Beginner Gardeners: Plants to try with little green thumbs

2014-04-03T08:30:00Z Beginner Gardeners: Plants to try with little green thumbsChristine Bryant Times Correspondent
April 03, 2014 8:30 am  • 

As Spring weather is just starting to show itself, gardeners are busy planning this year's bounty.

If your little ones are eager to join and learn more about the craft of gardening, experts say there are certain plants and seedlings that are better at shaping your children's interests in gardening.

"The main thing that you have to remember with gardening with kids is to keep it fun and simple," said Donnee Smith of Lake County Master Gardeners.

Before picking out which plants to purchase, Smith suggested spending time with kids learning about which ones grow best in this region, which pests may be attracted to plants of interest and what to do to combat them, and learning about the plant cycle of life.

Here are some go-to plants for parents beginning a garden with their kids:

Potatoes - Bill Maynard, president of the American Gardening Association, said potatoes are fun for kids because potatoes come in a variety of colors and sizes. "The kids love to hunt for them when they are ready," he said. "They never know how big the potatoes will get. It's like an Easter egg hunt."

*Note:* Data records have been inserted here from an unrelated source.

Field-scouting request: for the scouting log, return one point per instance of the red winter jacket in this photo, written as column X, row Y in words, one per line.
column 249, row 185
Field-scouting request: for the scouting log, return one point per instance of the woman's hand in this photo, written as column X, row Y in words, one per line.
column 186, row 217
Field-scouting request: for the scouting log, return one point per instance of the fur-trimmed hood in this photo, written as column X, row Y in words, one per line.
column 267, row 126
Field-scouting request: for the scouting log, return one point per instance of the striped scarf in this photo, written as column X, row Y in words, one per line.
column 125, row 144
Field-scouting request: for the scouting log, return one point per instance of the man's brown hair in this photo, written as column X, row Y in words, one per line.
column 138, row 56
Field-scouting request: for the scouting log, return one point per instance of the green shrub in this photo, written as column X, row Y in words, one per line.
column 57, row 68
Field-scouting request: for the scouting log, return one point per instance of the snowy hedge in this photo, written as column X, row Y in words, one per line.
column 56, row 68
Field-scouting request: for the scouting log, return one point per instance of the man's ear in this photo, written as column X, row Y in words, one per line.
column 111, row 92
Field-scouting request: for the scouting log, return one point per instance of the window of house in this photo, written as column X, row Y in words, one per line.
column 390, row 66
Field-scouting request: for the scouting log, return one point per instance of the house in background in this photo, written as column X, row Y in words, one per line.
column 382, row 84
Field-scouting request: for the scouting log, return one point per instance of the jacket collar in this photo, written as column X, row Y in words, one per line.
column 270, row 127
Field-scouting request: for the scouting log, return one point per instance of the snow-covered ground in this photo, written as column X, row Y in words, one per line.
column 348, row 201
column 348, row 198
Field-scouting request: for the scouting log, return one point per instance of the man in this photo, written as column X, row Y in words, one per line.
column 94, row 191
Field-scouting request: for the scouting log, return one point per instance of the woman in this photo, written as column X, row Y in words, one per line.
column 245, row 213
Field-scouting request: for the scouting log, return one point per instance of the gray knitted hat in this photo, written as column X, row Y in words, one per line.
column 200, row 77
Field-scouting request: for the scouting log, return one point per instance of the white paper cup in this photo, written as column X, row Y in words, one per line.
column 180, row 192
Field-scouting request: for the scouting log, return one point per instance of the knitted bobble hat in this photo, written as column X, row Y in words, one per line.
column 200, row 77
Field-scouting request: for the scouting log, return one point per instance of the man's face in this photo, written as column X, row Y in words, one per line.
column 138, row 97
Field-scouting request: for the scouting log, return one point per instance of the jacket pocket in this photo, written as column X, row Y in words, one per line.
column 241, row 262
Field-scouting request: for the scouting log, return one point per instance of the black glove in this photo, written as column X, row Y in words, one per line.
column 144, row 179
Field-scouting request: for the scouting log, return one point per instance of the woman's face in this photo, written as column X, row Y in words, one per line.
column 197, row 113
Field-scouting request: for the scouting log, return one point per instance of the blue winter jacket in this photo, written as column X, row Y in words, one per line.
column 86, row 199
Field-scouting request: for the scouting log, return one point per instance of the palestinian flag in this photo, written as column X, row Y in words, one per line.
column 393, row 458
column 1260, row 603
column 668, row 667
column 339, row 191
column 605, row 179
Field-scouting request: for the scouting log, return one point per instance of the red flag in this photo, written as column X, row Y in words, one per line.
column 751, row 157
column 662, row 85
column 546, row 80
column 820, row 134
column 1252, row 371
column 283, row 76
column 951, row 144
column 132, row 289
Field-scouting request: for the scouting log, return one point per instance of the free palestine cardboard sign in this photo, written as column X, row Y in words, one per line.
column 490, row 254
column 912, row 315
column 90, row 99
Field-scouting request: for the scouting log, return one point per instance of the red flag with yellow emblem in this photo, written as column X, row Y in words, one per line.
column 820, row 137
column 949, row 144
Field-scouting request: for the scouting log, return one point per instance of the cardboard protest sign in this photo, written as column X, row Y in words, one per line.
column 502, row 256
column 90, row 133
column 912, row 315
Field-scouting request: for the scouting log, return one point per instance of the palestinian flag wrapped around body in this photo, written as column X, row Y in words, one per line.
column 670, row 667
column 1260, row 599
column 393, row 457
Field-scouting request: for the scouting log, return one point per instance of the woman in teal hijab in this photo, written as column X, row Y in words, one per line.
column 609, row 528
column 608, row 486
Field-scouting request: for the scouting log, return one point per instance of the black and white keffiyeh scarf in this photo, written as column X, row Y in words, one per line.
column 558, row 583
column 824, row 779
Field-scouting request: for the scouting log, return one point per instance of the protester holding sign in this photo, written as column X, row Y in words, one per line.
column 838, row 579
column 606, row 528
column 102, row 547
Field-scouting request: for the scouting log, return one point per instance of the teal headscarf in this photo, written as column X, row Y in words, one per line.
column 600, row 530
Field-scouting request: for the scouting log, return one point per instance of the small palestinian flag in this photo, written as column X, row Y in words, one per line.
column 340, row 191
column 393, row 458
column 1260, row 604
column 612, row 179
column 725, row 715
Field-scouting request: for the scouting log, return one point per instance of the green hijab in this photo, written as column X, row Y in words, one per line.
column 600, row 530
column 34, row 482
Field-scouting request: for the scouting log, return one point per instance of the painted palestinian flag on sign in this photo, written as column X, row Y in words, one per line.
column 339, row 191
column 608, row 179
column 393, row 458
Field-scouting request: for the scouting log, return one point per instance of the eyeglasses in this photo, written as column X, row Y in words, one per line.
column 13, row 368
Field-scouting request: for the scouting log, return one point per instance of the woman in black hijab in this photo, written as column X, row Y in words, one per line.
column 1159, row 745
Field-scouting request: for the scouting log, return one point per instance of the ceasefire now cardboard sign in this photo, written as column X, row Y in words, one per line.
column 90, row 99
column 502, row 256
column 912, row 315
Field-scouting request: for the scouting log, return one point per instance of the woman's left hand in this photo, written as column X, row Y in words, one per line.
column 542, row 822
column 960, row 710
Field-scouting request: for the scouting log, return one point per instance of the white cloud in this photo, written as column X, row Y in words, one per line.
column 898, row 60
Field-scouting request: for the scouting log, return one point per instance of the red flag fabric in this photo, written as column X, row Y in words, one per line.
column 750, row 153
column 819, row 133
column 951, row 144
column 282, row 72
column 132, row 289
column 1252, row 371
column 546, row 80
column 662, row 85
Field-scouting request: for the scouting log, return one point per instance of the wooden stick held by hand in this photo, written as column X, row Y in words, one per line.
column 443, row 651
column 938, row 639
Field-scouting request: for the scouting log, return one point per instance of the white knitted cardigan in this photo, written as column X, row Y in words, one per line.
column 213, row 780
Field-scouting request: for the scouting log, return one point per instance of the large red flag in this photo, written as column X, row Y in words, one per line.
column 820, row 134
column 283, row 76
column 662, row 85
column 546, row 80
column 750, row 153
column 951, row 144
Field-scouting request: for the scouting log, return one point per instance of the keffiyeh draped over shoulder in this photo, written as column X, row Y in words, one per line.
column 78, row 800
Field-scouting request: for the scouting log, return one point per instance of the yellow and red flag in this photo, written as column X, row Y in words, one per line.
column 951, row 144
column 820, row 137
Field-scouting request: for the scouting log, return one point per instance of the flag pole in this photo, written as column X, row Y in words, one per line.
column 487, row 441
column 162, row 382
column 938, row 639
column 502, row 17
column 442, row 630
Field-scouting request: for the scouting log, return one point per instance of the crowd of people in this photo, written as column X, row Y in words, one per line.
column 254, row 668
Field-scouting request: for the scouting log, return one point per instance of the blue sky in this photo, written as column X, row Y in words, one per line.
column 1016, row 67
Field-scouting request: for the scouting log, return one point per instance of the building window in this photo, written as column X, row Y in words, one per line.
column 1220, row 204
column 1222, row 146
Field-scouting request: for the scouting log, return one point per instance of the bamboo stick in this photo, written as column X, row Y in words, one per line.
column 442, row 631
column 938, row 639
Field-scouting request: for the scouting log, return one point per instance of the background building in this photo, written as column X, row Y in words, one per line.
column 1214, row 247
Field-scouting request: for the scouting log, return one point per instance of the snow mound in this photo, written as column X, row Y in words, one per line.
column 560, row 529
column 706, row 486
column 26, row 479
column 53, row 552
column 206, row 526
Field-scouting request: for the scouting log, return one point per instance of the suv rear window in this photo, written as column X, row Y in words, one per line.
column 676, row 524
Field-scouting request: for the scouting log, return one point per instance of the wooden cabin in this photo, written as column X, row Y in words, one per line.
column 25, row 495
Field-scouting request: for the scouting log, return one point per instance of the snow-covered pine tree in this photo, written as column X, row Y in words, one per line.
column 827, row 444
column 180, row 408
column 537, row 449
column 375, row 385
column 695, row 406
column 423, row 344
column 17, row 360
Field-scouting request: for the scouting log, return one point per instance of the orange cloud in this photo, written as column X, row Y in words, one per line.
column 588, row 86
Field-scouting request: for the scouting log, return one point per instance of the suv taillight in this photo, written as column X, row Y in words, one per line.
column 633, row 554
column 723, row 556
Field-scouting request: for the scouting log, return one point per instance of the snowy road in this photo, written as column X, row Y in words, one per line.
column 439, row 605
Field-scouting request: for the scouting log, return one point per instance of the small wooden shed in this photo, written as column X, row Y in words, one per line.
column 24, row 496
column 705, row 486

Bush or pole beans - Kathleen Van Arsdel, Porter County Master Gardener, said bush or pole beans are very easy to grow. "They're versatile, and are very tasty with other veggies, especially tomatoes," she said. "They're also great fresh to eat straight out of the hand."

Leaf lettuce - Lettuce is a very fast grower - perfect for impatient little ones - but it needs attention to moisture and light, Van Arsdel said. "Be careful of spicy or bitter greens if the little ones are not fond of strong flavors," she said.

Armenian cucumber - Also known as a "snake melon," the Armenian cucumber is somewhat sweet, though it can be used in place of a cucumber, Van Arsdel said. "Talk about your oddities - it is winding, ribbed and growing to over a foot long," she said. "It's fun to look at and fun to eat."

Tomatoes - Grape tomatoes are small and sweet, a favorite for kids, Maynard said.

Strawberries - Though Van Arsdel recommended covering them with a net to protect them from the birds, she said the minor inconvenience is worth it because kids love them.

Raspberries - A slightly thorny plant, this might not be the best choice for younger children. However, older children will enjoy the juicy berries that come with fantastic flavor, Van Arsdel said.

Sunflowers - Perfect for a hint of drama in your garden, sunflowers come in a variety of heights and colors. "The Russian Mammoth has a great wow factor," Van Arsdel said.

Celosia - "Celosia can also be quite fun for kids as they are weird and wooly and come small as well as tall," Van Arsdel said. "If you pair them with ageratum, the color effect is downright electric."

If time is not on your side, Van Arsdel said parents can start with plants from the nursery.

"If space is also an issue, start with inexpensive basic clay pots," she said.

However, make sure the children read instructions for successful planting and care, she said.

"Anything in a pot dries out faster and will need frequent fertilization due to all that watering, so go for plants that can take the heat and aren't water hogs," Van Arsdel said.